Economic development is currently part of the planning and development department of the municipality. For some time now, people have asked why they’re together as one department. This seems like a lot of eggs in one basket. Because of the significant residential growth that’s expected in North Grenville over the next ten years or so (an estimate of 3000 new homes depending on who you talk to), you would think that the planning department would have its hands full and should be the primary focus for a director. At the same time, based on the definition above, economic development seems equally important, if not more so. Why doesn’t council consider making economic development it’s own department and have it operated by a director and staff dedicated solely to its purpose, rather than sharing a director with another equally important but busy group? It would make sense for the municipality and council to consider directing significant budget resources to this area to start attracting investment to North Grenville.
Consider that nearly two thirds of our working residents have to leave the municipality every day for work. This means that they are more likely to spend their money outside of North Grenville as well. That money spent locally could create more jobs and add more tax revenue for the municipality. Also consider the increased traffic, shorter life span of North Grenville roads and the pollution caused by all of those vehicles on the road every day. Will the number of people leaving North Grenville for work increase or decrease with our anticipated residential growth? There’s currently very few middle to high income jobs here, so logically, it appears likely that number would increase. However, it stands to reason that if there were more of these jobs, more people would consider living here and buying a home. Why would a family move here when it would add at least an hour to their time away from home and family each day? In order for the number of these jobs to increase, the economic development department will have a vital role to play.
Raising taxes isn’t necessary to create an economic development department, it’s only a matter of re-allocating budget resources to where they’re potentially most productive. It should be considered an investment that has the potential to bring back many more times that money in new tax revenues and new jobs. There’s also funding available through both the federal and provincial governments to help pay for projects like this. The economic development department has applied for this type of funding before, both for itself and on behalf of local businesses.

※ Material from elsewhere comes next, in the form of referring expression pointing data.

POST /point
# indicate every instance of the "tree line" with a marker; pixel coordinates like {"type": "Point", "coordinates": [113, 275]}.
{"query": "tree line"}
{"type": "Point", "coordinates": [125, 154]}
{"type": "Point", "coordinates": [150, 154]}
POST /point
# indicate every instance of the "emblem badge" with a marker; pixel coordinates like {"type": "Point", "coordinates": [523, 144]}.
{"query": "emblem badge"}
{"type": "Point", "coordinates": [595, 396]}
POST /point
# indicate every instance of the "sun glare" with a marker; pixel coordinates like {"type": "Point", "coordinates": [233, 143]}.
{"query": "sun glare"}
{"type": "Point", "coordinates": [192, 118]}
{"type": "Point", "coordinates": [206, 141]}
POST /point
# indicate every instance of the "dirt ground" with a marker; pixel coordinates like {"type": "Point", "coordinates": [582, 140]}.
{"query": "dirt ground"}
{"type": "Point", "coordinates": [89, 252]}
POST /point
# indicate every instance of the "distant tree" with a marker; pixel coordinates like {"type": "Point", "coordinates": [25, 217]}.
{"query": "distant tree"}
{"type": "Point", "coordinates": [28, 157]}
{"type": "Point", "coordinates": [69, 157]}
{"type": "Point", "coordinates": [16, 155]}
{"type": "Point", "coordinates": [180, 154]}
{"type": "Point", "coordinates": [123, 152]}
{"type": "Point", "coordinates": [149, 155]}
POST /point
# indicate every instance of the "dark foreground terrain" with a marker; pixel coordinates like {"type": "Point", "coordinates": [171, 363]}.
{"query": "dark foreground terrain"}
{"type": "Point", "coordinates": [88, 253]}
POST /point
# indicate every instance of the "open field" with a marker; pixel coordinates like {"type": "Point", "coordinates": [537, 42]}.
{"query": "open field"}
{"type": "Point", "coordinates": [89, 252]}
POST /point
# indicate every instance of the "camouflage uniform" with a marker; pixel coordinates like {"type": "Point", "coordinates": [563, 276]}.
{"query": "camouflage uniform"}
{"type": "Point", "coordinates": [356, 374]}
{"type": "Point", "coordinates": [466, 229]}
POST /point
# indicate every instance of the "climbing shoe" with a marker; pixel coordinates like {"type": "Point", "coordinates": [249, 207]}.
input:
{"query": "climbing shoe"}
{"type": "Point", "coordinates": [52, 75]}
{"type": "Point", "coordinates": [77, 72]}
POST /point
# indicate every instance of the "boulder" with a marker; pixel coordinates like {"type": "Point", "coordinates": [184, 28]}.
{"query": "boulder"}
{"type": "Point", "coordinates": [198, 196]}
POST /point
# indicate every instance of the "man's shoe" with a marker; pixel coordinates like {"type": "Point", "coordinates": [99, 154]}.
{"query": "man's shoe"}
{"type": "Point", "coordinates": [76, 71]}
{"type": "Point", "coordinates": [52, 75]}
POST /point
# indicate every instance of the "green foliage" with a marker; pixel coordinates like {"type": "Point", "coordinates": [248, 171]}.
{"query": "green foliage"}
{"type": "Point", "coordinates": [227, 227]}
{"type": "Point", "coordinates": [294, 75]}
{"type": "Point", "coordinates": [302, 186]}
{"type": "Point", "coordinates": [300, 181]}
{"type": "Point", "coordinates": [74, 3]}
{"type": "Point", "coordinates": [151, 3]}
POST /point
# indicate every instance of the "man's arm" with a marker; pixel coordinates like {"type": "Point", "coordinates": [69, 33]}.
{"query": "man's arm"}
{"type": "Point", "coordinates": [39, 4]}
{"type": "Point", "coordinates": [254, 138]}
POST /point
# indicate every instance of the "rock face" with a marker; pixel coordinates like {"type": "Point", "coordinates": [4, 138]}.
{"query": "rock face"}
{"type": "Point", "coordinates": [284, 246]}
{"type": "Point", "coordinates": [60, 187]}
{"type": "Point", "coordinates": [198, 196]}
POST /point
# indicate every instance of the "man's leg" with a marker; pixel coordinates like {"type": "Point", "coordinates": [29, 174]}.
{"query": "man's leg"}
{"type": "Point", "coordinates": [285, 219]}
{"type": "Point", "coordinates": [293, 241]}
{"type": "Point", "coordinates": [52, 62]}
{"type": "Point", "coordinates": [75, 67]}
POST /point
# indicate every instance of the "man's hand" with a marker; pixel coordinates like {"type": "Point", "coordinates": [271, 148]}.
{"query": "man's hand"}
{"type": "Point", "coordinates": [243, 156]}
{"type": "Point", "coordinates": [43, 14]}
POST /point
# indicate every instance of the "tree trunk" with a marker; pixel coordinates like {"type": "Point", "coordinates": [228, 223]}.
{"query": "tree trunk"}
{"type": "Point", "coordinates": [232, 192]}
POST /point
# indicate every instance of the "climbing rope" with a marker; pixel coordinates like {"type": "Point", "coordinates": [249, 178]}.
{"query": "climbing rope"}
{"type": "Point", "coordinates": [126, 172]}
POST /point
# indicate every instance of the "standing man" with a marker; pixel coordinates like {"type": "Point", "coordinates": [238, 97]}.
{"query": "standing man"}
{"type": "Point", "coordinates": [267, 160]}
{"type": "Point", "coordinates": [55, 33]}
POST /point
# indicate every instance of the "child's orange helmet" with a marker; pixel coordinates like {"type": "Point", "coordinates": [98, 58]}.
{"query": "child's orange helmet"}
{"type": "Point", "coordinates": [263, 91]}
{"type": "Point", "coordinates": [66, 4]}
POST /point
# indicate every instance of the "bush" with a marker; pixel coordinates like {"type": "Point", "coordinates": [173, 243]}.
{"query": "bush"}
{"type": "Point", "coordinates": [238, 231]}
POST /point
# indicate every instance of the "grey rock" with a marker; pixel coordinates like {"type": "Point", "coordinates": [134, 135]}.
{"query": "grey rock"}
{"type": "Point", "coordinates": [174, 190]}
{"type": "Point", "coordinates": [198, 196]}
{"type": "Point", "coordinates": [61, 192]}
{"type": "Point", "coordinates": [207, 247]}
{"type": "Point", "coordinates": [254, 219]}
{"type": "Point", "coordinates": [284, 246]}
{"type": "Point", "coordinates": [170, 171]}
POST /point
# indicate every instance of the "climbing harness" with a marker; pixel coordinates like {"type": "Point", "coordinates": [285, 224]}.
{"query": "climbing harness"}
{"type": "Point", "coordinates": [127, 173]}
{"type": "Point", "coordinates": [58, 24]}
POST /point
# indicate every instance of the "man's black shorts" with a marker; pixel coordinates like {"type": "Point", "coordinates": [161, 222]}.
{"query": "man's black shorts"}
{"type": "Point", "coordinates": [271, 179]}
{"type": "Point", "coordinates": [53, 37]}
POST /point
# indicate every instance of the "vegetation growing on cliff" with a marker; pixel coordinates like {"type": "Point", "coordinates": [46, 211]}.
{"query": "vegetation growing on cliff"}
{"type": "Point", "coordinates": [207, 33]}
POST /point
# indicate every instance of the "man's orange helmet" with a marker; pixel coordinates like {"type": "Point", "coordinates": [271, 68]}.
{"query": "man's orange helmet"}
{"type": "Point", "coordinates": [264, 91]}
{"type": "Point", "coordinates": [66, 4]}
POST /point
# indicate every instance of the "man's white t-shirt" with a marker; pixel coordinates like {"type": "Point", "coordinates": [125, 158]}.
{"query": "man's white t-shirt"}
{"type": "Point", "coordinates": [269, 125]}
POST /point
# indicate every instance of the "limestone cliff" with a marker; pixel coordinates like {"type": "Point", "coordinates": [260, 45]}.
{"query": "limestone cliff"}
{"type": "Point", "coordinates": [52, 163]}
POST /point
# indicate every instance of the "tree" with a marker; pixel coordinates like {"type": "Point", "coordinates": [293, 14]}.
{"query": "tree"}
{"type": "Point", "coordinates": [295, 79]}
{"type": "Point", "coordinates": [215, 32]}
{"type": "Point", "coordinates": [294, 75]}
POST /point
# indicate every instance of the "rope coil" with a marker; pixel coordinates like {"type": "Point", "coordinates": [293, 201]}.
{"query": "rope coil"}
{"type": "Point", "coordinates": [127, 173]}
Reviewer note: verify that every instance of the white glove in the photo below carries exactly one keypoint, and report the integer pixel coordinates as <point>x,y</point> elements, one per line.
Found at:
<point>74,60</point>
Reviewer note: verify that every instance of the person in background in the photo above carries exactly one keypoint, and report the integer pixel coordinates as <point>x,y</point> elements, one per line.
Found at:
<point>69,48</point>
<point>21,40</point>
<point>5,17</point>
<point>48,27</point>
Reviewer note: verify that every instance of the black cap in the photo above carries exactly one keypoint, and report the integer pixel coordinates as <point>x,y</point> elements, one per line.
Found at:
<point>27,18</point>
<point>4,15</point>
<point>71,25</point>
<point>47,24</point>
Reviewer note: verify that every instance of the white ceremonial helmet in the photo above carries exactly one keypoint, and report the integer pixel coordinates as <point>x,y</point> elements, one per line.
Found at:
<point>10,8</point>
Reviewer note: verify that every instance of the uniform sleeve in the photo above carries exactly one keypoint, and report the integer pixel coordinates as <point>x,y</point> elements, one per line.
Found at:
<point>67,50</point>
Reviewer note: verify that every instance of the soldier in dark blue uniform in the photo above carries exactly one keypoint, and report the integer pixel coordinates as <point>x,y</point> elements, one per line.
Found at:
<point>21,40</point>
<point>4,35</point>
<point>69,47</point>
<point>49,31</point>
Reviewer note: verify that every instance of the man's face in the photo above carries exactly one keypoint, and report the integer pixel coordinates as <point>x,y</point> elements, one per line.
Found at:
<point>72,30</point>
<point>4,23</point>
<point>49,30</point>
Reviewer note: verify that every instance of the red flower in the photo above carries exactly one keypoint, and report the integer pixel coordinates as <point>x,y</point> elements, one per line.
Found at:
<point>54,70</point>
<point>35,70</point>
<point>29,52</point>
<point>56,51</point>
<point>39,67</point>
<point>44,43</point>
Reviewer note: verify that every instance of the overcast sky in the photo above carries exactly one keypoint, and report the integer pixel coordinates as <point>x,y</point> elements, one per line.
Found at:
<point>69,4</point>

What North Grenville doesn’t currently have for economic development is “boots on the ground”. Instead of hiring an additional employee for economic development if council decides that’s not an option, North Grenville could work on renewing their partnership with the North Grenville Chamber of Commerce and the Old Town Kemptville Business Improvement Area (BIA). These organizations, if supported by the municipality, could provide someone to do the necessary legwork to recruit businesses and build relationships with prospective partners. If the municipality doesn’t want to add more staff, then it should seriously look at granting money out of this year’s budget to one or both of these organizations (and help them apply for further government funding) so they can pay a full time employee to do this critical type of work.

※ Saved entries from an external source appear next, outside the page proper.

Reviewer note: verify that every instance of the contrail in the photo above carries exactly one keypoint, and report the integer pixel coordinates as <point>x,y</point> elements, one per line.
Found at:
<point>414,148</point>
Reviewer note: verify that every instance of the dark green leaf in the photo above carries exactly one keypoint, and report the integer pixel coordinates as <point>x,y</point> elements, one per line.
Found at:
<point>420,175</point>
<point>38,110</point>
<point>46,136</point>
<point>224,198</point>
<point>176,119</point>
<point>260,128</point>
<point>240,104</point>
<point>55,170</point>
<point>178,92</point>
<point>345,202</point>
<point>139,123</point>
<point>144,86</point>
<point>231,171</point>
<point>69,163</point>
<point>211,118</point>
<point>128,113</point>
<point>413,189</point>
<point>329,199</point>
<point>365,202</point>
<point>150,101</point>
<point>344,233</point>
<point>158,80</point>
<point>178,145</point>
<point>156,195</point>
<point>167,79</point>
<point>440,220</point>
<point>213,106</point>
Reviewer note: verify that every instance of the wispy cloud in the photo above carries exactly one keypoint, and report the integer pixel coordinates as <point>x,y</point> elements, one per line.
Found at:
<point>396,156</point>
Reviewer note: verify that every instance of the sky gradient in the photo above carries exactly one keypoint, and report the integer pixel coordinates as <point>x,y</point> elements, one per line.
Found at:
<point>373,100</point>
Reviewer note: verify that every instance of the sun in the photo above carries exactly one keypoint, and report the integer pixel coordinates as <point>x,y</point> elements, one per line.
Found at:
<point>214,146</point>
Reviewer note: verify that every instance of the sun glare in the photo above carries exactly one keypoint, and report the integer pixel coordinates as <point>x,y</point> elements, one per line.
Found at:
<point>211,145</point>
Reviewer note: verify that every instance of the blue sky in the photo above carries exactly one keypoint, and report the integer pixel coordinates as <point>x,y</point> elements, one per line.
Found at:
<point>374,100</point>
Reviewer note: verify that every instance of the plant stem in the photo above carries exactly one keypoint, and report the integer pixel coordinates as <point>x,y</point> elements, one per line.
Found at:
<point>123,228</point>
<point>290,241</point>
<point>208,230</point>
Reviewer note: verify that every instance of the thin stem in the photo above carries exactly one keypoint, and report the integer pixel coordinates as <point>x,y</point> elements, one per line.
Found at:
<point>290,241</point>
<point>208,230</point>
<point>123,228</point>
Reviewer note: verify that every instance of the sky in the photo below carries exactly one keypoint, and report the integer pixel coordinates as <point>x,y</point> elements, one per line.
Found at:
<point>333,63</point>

Economic development in Eastern Ontario is a very competitive field. Every municipality in the region is competing with each other for the very few opportunities that come along. Economic development staff in North Grenville seem to be well organized and prepared for these opportunities. Some of the smaller municipalities have no economic development staff, so we have an advantage on them. However, the only way to press that advantage is to have someone dedicated to doing the job of “knocking on doors” in order to pursue opportunities, rather than sitting and waiting for one to show up like everyone else. You can prepare to win the lottery, but if no one picks the numbers and buys the ticket, you have no chance of winning. We need a ticket, good jobs are too important for us to not be in the draw.